Inductees

Just off Highway 63 in Boone County there’s a town called Hallsville. Yes, it has only one stoplight but, if you assume nothing is big here, you’d be wrong.

Baseball rules. Has for decades. In fact, over at the post office, a black-and-white framed photo hangs from the wall, depicting a town team in wool uniforms of the 1920s. The longtime baseball coach here found another over at the historical Morganthaler House, and also discovered that the 1955 club was coached by a young man still attending the University of Missouri.

The modern-day team has solidified it all, and its success is why the Missouri Sports Hall of Fame proudly inducted the Hallsville High School Baseball Program with the Class of 2019.

Led by coach Barry Koeneke (MSHOF 2019) since 1975, Hallsville has reached eight Final Fours, winning state championships in 1987, 2004 and 2005. The program placed third at the state tournament in 1983, 1984, 2013 and 2018. The Indians placed fourth in 2008.

Hallsville also has 16 district championships. The first was in 1962, and the rest covered the Final Four years as well as 1988, 1993, 1995, 1996, 2003, 2014 and 2017.

“The school district, K-12, is the centerpiece of the town,” Koeneke said, noting that baseball and basketball are near and dear to hearts in the community.

Look at it this way: Since 1955, the baseball program has seen 36 father-son combinations, and three grandfather-father-son combinations who have suited up for the Indians. Koeneke has coached 14 of the father-son duos.

From 1982 to 1990, Hallsville played in the district championship game. Another similar streak ran from 1993 to 1996.

Hallsville surged beginning in 1982. Its season-ending loss then fueled the 1983 team, which reached the program’s first Final Four behind pitchers Roy Merriott (4-1, 1.87 earned run average) and Mark Topash (5-1, 0.71 ERA), as well as David Topash and Scott Palmer (.457 avg.) A freshman, Dicky Pipes, earned the first of his four varsity letters that season, coming up from the JV late in the season and playing in a JV uniform because the team didn’t have any others. That team finished 10-2 in the state semifinals.

Several of those players helped the team return to the Final Four in 1984, but the next two seasons ended in heartbreak.

“I had kids crying that we couldn’t pull it off,” Koeneke said.

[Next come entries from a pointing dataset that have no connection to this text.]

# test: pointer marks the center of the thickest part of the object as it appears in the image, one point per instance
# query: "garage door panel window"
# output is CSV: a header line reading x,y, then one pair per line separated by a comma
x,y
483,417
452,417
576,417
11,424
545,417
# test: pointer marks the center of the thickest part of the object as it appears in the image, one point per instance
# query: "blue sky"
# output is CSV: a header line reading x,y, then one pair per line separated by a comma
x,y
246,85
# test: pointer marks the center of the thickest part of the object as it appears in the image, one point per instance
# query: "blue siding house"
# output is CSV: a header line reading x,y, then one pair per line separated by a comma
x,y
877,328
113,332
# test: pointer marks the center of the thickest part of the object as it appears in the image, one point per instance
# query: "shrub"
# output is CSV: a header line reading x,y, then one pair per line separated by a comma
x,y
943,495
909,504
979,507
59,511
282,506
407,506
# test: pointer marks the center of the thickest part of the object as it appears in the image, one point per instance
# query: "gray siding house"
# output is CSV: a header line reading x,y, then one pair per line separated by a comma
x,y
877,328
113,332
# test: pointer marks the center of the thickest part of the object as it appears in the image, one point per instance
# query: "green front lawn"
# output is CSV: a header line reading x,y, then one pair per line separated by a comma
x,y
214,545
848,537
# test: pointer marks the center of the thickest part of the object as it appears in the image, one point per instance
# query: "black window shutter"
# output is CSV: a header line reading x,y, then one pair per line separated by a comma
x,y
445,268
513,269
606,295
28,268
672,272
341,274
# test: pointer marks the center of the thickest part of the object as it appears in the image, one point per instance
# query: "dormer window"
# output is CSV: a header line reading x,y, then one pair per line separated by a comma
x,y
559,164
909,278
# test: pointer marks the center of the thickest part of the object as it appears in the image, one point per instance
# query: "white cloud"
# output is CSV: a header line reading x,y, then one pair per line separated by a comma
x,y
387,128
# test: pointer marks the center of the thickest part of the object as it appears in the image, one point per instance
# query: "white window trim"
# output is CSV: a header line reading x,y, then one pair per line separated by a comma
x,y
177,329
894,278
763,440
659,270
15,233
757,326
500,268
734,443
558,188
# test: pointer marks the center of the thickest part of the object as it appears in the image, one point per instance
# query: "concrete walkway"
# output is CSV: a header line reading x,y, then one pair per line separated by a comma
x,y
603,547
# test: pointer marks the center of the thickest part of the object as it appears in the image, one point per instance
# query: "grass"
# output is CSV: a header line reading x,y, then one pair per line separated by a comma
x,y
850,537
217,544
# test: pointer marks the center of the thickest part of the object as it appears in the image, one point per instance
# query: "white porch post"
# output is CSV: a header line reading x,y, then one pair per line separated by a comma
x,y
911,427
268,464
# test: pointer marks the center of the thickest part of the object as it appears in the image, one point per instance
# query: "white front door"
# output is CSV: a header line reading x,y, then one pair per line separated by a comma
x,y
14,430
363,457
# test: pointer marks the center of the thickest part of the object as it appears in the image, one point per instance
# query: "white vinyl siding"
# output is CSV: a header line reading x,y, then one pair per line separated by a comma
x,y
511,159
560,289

The 1987 state champs featured a strong group of seniors and three juniors. John Moore and Brian Topash were a combined 11-2 as pitchers, with the team earning a school-best 17 wins. Catcher Rob Davis hit a towering shot in the district championship, but the wind of an approaching storm pushed it back to shallow center field, allowing the game’s only run to score.

“We really had a good group in ’87, and that’s what really sparked this here,” Koeneke said.

The 2004 state championship team set a new program record with 24 wins, thanks in part to pitcher Matt Frevert. Frevert, who was 11-1 with a 1.34 ERA, later went on to a terrific career at Missouri State University and was drafted by the St. Louis Cardinals.

“We were kind of like a fine-tuned sports car,” Koeneke said.

A year later, Hallsville repeated as Class 2 state champions but it was a chore getting there, despite Frevert churning for a 0.99 ERA in 84 1/3 innings as a senior.

“They were a four-wheeler crew,” Koeneke said. “We had to get down in the dirt and we took off.”

The 2008 team was led by All-State pitcher Austin Church and fellow seniors Zack Koeneke, Tony McGee, Brandon Baker and Jake Hardin. That team won the district title, 1-0, on a squeeze play.

The 2003 team rode the arm of Brendan Beatty to the Final Four. His dad, Monte, was on the 1987 team.

The 2018 team included All-State shortstop Alex Wimer.

This for a program that produced 1993 Mizuno All-American catcher Ben Austene, 1995 All-State left-hander Chris Pemberton – the first lefty in Koeneke’s program – and 1999 All-State slugger Adam Rolfes.

All of this followed humble beginnings at the start of the Koeneke era. Back then, they played only a six-game schedule and did not have make-up games. But the 1980s changed the narrative.

“It comes down to community support, and they have wrapped their arms around baseball in particular,” Koeneke said. “We have great crowds both for home and road games, and it’s not just parents, either. It’s just been terrific.”